Suis-je la seule à me dire qu’en ne réagissant que face à un danger de mort immédiat, nous nous privons de solutions qui pourraient nous mettre en chemin vers un avenir plus désirable, meilleur pour tous ?
Suis-je la seule à trouver invraisemblable que nos gouvernements, pourtant alertés depuis longtemps par les scientifiques, n’aient pas anticipé cette crise, n’aient pas eu un dossier « analyse de risques et moyens d’y faire face » ?
Suis-je la seule à me dire que ma génération a collaboré, par son apathie ou son cynisme, à l’éclosion d’une société du spectacle où l’humiliation est devenue la norme ?
Suis-je la seule à pressentir que ce que nous vivons maintenant ressemble à une répétition générale et que si le pire n’est pas certain il nous faudra faire nombre pour qu’il n’advienne pas ?
Suis-je la seule à penser que nous n’avons pas pris la mesure de l’arme de destruction massive de la pensée que représentaient certains médias, certaines émissions favorisant la toute-puissance de la bêtise, de l’impensé, de la haine de l’intellectuel ?
Suis-je la seule à penser que face à l’hubris de ceux qui ont déjà trop d’argent nos considérations éthiques ne font pas le poids ? Que la classe moyenne est un accident de l’histoire et que bientôt moi, mes amis, mes enfants, redeviendrons des gueux au service d’une élite arrogante, toute puissante, après avoir servis de variable d’ajustement dans un bilan comptable.
Je sais bien, évidemment, que je ne suis pas la seule, je le sais.
Je sais aussi l’énergie que cela nous demande de ne pas plonger dans un délire paranoïaque ou la dépression, je le sais.
Ce que je ne sais pas c’est comment faire en sorte que tous nos petits ilots de résistance deviennent un archipel et qu’ensemble nous puissions, tous, nous en sortir par le haut, dignement.
Ça, je ne le sais pas.
Et j’ai terriblement peur qu’il ne soit trop tard.”

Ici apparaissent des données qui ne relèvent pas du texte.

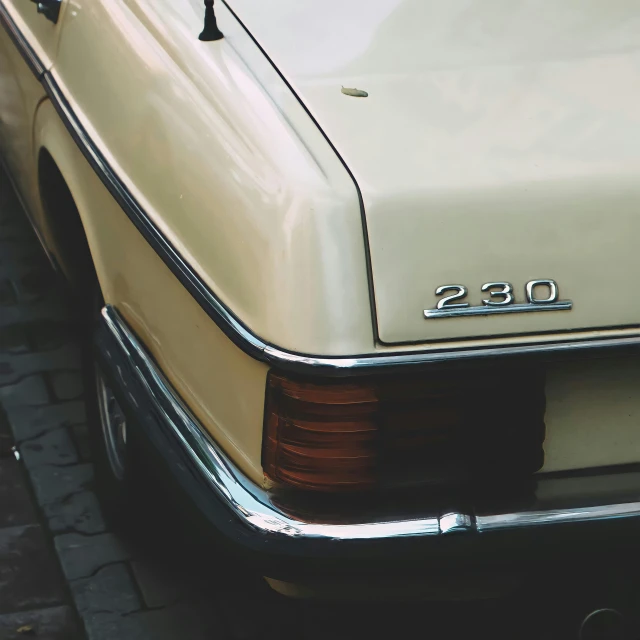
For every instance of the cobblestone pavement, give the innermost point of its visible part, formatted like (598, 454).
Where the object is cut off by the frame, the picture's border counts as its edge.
(65, 575)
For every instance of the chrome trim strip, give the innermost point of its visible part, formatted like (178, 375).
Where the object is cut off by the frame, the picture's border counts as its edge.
(232, 327)
(557, 516)
(253, 506)
(29, 55)
(561, 305)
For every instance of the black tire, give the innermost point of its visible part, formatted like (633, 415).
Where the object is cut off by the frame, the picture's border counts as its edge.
(117, 485)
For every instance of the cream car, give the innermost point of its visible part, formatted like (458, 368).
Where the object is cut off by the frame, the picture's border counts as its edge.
(361, 274)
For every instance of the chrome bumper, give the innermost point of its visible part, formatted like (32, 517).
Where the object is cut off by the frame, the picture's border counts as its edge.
(254, 507)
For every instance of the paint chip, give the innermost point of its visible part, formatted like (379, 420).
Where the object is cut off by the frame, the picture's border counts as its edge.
(355, 93)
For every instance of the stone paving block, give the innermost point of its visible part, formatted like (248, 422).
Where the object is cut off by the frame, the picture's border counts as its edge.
(16, 508)
(67, 385)
(50, 307)
(34, 284)
(14, 368)
(56, 484)
(172, 623)
(14, 339)
(8, 294)
(52, 448)
(29, 574)
(158, 588)
(82, 440)
(29, 422)
(28, 392)
(78, 512)
(81, 556)
(44, 336)
(54, 623)
(6, 437)
(111, 590)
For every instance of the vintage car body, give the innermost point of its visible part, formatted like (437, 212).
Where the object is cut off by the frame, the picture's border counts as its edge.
(245, 215)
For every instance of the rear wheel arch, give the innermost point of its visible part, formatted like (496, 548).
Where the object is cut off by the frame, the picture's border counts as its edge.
(64, 228)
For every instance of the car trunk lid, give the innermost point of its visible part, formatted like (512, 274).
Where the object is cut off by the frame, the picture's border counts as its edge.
(499, 142)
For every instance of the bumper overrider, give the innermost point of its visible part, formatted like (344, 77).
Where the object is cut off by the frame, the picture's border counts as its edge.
(252, 521)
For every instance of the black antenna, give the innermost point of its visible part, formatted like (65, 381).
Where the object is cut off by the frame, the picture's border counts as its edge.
(210, 31)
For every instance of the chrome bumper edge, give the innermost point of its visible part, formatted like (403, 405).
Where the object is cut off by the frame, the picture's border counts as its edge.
(252, 505)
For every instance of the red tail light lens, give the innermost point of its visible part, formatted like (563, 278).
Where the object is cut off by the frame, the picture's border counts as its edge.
(387, 431)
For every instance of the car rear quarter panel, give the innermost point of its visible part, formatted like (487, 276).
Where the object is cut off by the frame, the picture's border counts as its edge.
(225, 161)
(223, 387)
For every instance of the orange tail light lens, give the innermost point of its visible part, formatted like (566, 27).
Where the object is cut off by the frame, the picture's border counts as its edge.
(376, 432)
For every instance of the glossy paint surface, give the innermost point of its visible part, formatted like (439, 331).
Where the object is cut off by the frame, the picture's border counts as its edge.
(222, 386)
(268, 215)
(246, 189)
(500, 142)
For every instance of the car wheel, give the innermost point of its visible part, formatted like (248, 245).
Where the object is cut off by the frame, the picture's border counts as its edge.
(114, 457)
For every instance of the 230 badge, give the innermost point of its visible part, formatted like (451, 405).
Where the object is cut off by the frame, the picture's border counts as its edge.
(501, 300)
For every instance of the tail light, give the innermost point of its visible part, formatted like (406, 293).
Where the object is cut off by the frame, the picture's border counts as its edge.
(378, 432)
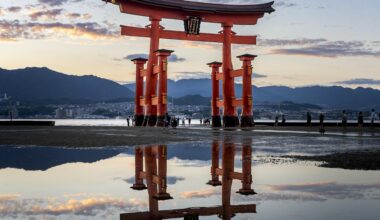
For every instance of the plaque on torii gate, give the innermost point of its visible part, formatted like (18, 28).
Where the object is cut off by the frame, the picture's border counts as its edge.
(193, 14)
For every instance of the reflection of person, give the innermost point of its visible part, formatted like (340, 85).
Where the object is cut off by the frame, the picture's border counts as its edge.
(283, 119)
(308, 118)
(373, 117)
(344, 118)
(321, 121)
(360, 119)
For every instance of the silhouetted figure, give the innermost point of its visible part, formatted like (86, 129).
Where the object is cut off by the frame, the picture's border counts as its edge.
(344, 119)
(276, 120)
(174, 123)
(373, 118)
(321, 123)
(167, 120)
(308, 118)
(360, 119)
(128, 121)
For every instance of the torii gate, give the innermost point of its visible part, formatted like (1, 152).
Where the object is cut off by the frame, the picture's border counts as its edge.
(192, 13)
(154, 159)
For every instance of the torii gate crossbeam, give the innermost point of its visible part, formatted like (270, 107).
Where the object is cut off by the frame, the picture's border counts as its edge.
(192, 13)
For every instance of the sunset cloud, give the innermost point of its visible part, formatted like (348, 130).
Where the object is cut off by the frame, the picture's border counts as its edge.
(92, 206)
(48, 14)
(15, 30)
(320, 48)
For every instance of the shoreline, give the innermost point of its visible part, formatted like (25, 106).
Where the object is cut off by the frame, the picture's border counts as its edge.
(82, 136)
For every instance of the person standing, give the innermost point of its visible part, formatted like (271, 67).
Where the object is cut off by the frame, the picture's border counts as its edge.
(128, 121)
(344, 119)
(321, 123)
(308, 116)
(360, 119)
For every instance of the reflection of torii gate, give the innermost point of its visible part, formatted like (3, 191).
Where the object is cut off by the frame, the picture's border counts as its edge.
(192, 13)
(156, 178)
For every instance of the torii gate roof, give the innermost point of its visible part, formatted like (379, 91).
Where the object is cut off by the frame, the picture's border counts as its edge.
(210, 12)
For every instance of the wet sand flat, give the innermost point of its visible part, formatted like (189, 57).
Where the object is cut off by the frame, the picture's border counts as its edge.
(131, 136)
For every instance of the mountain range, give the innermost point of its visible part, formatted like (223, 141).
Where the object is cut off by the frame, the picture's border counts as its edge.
(47, 86)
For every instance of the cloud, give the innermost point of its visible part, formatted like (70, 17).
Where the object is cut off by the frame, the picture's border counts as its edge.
(56, 2)
(15, 30)
(359, 82)
(330, 190)
(91, 206)
(257, 75)
(14, 9)
(173, 58)
(192, 75)
(324, 48)
(48, 14)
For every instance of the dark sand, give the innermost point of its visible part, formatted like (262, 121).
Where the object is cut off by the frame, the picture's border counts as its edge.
(357, 160)
(129, 136)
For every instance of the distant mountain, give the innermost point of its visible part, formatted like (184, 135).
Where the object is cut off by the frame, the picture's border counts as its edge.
(48, 86)
(334, 96)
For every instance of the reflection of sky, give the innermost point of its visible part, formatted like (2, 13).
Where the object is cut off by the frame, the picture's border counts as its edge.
(101, 190)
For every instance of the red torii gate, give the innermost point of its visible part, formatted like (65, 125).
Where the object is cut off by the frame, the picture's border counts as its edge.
(193, 13)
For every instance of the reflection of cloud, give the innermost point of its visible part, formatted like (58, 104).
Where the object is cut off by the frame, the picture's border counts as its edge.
(92, 206)
(360, 82)
(171, 180)
(279, 197)
(329, 189)
(200, 193)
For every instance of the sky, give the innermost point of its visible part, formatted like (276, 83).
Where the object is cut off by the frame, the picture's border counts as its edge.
(303, 43)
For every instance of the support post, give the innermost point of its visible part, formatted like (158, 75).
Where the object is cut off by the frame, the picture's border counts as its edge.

Martine Cornil (sur Facebook, le 7 janvier 2021)

1 Commentaire
  • anne collard
    Publié à 11:39h, 21 février

    Je serais la seule à penser et à avoir mal comme vous ? Pas possible !
    Je cherche où les politiques ont caché leurs solutions !
    Je cherche à retrouver un sénat, des droits, du respect…de la culture, de la vie.
    Je cherche avec vous et des autres (qui n’ont pas lu votre appel ) à sortir du trou.